Bad news on the Linode front

I’ve started to port my navaid.com applications to run on the Linode. And I’ve got trouble. If I have three or four simultaneous generator processes running, they all will stall out. And I don’t mean that one will keep running while the rest stall, I mean that none of them will make any progress for 10-15 minutes, and then suddenly they’ll all start running again. I’m seeing load averages go up over 10 during the stall, and then come down to between two or three while they’re running, and then go back up and stall.

I think the problem is a lack of RAM. The only explanation for such high load averages and the stalls that I can find is that if the (virtual) machine is doing a lot of swapping – certainly while the load average is in the stratosphere “top” is reporting almost no CPU usage. And I can’t really see that paying $5/month for an extra 16Mb (bringing me up to 112Mb) is going to help a lot. What I really need is the sort of RAM I have on my home server (1024Mb) or a way to keep these processes from getting so big.

The individual “postmaster” processes are quite big – I wonder if turning on autocommit might shrink that. I’d turned it off, hoping that having the generator processes happening in a transaction would mean that if I load the data in a separate process while somebody is generating that they won’t get an inconsistent view.

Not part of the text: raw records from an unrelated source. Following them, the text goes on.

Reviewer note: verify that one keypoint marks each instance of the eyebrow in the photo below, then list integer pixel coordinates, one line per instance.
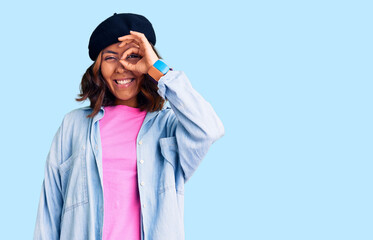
(108, 51)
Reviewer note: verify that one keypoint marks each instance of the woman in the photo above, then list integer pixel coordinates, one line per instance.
(117, 169)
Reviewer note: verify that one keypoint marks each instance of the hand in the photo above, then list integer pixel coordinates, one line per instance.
(143, 48)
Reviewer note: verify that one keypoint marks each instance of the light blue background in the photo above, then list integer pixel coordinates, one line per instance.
(291, 81)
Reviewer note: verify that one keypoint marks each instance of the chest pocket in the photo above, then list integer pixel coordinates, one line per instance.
(169, 177)
(73, 174)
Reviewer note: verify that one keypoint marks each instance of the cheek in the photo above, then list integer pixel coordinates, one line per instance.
(106, 71)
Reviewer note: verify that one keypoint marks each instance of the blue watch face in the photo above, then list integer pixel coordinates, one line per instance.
(161, 66)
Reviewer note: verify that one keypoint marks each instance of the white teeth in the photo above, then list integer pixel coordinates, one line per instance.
(124, 81)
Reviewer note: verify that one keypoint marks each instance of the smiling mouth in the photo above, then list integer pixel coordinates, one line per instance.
(125, 81)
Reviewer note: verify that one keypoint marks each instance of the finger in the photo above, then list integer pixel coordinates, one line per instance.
(130, 51)
(127, 65)
(129, 41)
(141, 36)
(125, 37)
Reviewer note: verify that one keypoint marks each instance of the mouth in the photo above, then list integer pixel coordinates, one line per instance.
(125, 82)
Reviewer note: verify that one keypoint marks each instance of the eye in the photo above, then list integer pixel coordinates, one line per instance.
(110, 58)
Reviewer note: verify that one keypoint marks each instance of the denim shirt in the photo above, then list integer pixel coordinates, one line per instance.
(171, 144)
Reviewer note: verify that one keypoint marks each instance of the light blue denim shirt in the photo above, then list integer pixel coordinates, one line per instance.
(171, 144)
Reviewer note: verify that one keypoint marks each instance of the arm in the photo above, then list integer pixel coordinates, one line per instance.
(48, 219)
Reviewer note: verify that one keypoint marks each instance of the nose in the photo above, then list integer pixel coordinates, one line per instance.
(120, 68)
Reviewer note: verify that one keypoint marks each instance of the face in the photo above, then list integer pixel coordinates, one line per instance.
(124, 84)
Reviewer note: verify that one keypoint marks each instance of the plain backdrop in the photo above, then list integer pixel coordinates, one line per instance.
(290, 80)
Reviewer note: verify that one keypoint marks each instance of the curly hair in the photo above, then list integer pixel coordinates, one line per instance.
(94, 87)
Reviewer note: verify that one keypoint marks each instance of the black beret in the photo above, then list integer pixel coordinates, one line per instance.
(118, 25)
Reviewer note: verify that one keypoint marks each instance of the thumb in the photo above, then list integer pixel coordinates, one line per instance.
(127, 65)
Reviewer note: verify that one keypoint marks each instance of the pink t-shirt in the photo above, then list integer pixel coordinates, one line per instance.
(119, 128)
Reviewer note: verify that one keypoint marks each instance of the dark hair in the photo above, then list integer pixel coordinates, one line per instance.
(94, 87)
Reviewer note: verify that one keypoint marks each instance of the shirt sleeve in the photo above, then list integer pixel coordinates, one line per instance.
(48, 219)
(194, 123)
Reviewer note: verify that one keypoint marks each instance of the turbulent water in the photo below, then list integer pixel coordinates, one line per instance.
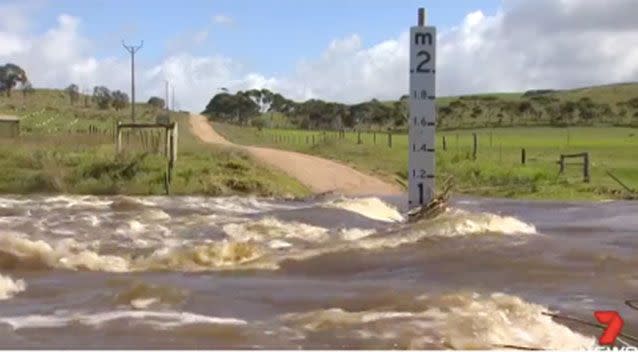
(190, 272)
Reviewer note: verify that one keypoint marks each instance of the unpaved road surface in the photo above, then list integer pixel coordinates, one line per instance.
(318, 174)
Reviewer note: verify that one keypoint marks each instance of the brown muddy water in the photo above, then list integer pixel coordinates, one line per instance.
(189, 272)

And the CreateCoPilotDB processes are huge – at least part of that because the Palm::PDB code just puts everything into hash tables in memory until it’s all collected, and then writes it out en-mass at the end. There’s a reason for that – near the beginning of the PDB file is an index with the file offset of each individual record – and you can’t tell the offset to the first record until you know how big the index is going to be. But I had a thought about that last night – maybe I can write the actual records off into a temp file, and only store the relative offsets from the start of the first record in memory. Then at the end I can write the header and the index using (sizeof index + stored offset), and then append the temporary record file onto that file. Might be worth a try.

I have another problem where sometimes the web page progress meter will time-out and show a server error instead, but I can just raise the Apache TimeOut parameter from 30 seconds to 120 seconds like I have it at home.

I’m not sure what I’m going to do if I can’t fix the performance issues. Possibly bring the navaid site, or at least the Postgres database part of it, back onto my home server. I don’t like that idea at all.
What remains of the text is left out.